The Central Bank has not thrown caution entirely to the winds. While the deposit requirement has been reduced, first-time buyers will still have to satisfy an income test, banning them from borrowing more than 3.5 times their earnings.
This double lock, requiring borrowers to satisfy separate deposit and income tests, makes Ireland unique among countries where financial regulators have intervened in the mortgage market to prevent another credit bubble. The effect could be to keep lending subdued for much longer than expected.
“We’ve kept a belt-and-braces approach,” Lane acknowledged, describing the income rule as the anchor that would counterbalance the looser deposit requirements.
While deposits tend to grab the headlines, the income rule is the hurdle that trips up most first-time buyers, single buyers and those on relatively low incomes, according to Central Bank research.
“Those who’ve struggled with the income multiple will continue to struggle,” said Michael Dowling of the Irish Brokers Association. “It’s why many couples — a guard married to a nurse, for example — will find it difficult to buy in Dublin.”
To facilitate borderline cases, up to 20% of banks’ lending each year can be made to those who fall foul of the income rule. This allowance will continue under the new regime.
Banks have shown themselves reluctant to accommodate hard cases, however, with only 14.4% of lending going to those who need to borrow more than 3.5 times their earnings.
“Lenders are picky about whom they’ll give exemptions to,” said Dowling. “If you’re earning €30,000-€50,000, it’s unlikely you’ll be granted any leeway.”
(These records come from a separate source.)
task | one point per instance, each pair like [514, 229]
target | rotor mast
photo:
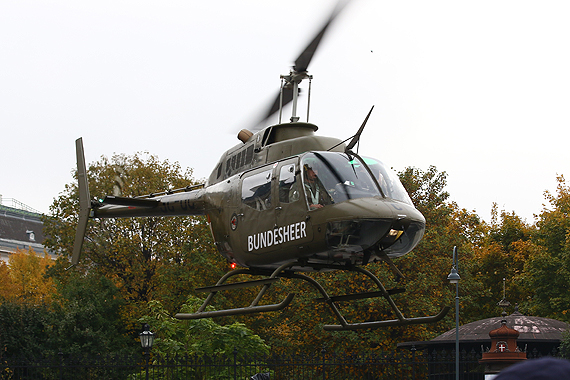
[292, 81]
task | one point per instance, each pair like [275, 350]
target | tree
[86, 314]
[24, 329]
[547, 272]
[7, 287]
[299, 327]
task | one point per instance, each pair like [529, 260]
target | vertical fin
[84, 202]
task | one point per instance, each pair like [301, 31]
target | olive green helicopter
[284, 202]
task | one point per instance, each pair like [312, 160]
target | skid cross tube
[253, 308]
[281, 271]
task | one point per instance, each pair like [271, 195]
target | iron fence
[412, 365]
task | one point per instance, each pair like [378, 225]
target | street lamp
[454, 278]
[147, 339]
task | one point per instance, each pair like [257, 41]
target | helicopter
[286, 201]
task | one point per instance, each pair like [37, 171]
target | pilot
[317, 195]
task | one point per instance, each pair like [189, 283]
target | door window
[256, 191]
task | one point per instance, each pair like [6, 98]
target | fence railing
[437, 365]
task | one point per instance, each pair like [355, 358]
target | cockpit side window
[256, 191]
[342, 178]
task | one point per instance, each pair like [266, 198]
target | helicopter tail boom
[187, 201]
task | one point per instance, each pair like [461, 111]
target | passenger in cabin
[317, 195]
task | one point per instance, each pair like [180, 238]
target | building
[536, 334]
[20, 228]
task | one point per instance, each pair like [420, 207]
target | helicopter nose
[394, 232]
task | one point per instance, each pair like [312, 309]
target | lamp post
[147, 339]
[454, 278]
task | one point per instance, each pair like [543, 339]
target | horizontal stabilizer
[392, 322]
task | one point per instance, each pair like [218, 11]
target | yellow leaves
[26, 281]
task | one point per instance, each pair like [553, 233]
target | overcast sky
[479, 89]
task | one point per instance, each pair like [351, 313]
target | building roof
[531, 330]
[20, 229]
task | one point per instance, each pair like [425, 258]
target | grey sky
[479, 89]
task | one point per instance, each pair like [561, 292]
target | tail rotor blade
[84, 202]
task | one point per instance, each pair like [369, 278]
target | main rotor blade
[304, 59]
[287, 97]
[356, 137]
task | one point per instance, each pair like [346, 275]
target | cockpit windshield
[332, 177]
[388, 180]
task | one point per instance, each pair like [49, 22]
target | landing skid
[282, 272]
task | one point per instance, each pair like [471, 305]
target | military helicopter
[286, 201]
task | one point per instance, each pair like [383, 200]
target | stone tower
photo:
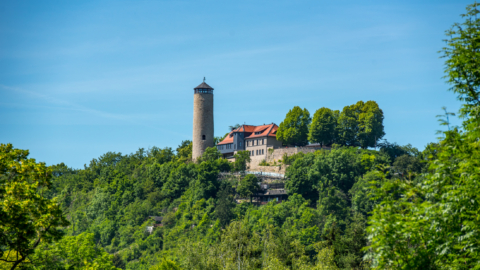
[202, 119]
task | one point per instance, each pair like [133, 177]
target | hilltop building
[255, 139]
[202, 119]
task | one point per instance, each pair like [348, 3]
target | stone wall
[277, 154]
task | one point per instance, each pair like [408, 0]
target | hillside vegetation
[348, 208]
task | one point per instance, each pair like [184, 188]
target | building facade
[202, 119]
[255, 139]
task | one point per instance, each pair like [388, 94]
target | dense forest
[356, 206]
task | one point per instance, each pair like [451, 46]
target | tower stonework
[202, 119]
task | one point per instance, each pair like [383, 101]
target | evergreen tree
[225, 204]
[294, 129]
[323, 127]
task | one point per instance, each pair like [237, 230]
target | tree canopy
[294, 129]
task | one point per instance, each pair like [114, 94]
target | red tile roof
[269, 130]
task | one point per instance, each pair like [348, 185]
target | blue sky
[81, 78]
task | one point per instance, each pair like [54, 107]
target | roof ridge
[270, 130]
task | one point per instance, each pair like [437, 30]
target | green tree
[434, 224]
[73, 252]
[241, 160]
[294, 129]
[207, 180]
[184, 150]
[323, 127]
[298, 180]
[27, 217]
[211, 154]
[370, 125]
[166, 265]
[225, 204]
[347, 125]
[248, 186]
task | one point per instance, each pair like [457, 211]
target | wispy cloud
[43, 99]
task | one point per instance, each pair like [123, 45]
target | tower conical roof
[203, 85]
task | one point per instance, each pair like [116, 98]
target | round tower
[202, 119]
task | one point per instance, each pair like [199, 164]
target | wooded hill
[348, 208]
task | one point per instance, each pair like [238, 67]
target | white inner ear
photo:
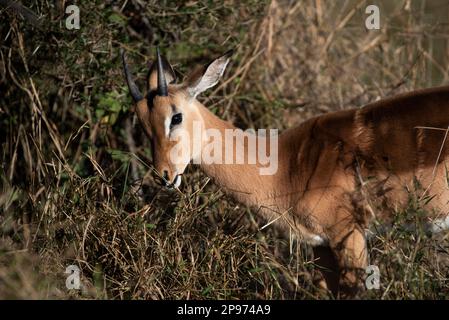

He was among the many commentators who wanted the income rule to be relaxed, noting that house buyers in Britain were able to borrow up to 4.5 times earnings.
This would be a mistake, according to Lane, because Ireland is more susceptible to economic shocks and income swings than Britain. “An income multiple of 3.5 can quickly grow to 3.7 or four times income if the economy goes into recession,” he said. “It’s a robust measure that allows for the fact that incomes can fall.”
The mortgage changes appear to have done nothing to help those already on the property ladder. They will still need a minimum 20% mortgage deposit if they want to trade up or down.
This is an impossible target for the 15% of homeowners in negative equity, while being equally insurmountable for many more whose existing homes are worth little more than their mortgages.
The typical profile of a second-time buyer is a growing family in need of extra space whose capacity for saving is constrained by the cost of childcare and other outlays associated with parenting.
Unless they can unlock all of the required deposit from the sale of their current homes, they will have to put their plans on hold.
“They’re the forgotten victims of the Central Bank’s rules,” according to Dowling.
Yet second-time buyers should be in a better position to qualify for exemptions under the new rules. They will allow up to 20% of lending to this segment of the market to go to borrowers unable to come up with the prescribed deposit. While exemptions are also possible under the current regime, it does not distinguish between first-time and subsequent buyers. This meant banks could ring-fence all of the available exemptions for first-time buyers, the most politically sensitive end of the market, leaving no allowances for those struggling to move up or down the property ladder.
In many ways, last week’s rule changes can be seen as little more than a tidying-up exercise. By removing outdated boundaries — such as a random threshold of €220,000 after which first-time buyers need a 20% deposit — the Central Bank hopes the new regime will be more durable.
Lane put his audience on notice, however, that another summons to Dame Street for more changes was entirely possible before too long. “If we see there’s a perverse, unwelcome interaction between excessively rapid lending and excessively rapid increases in house prices, then we can intervene.”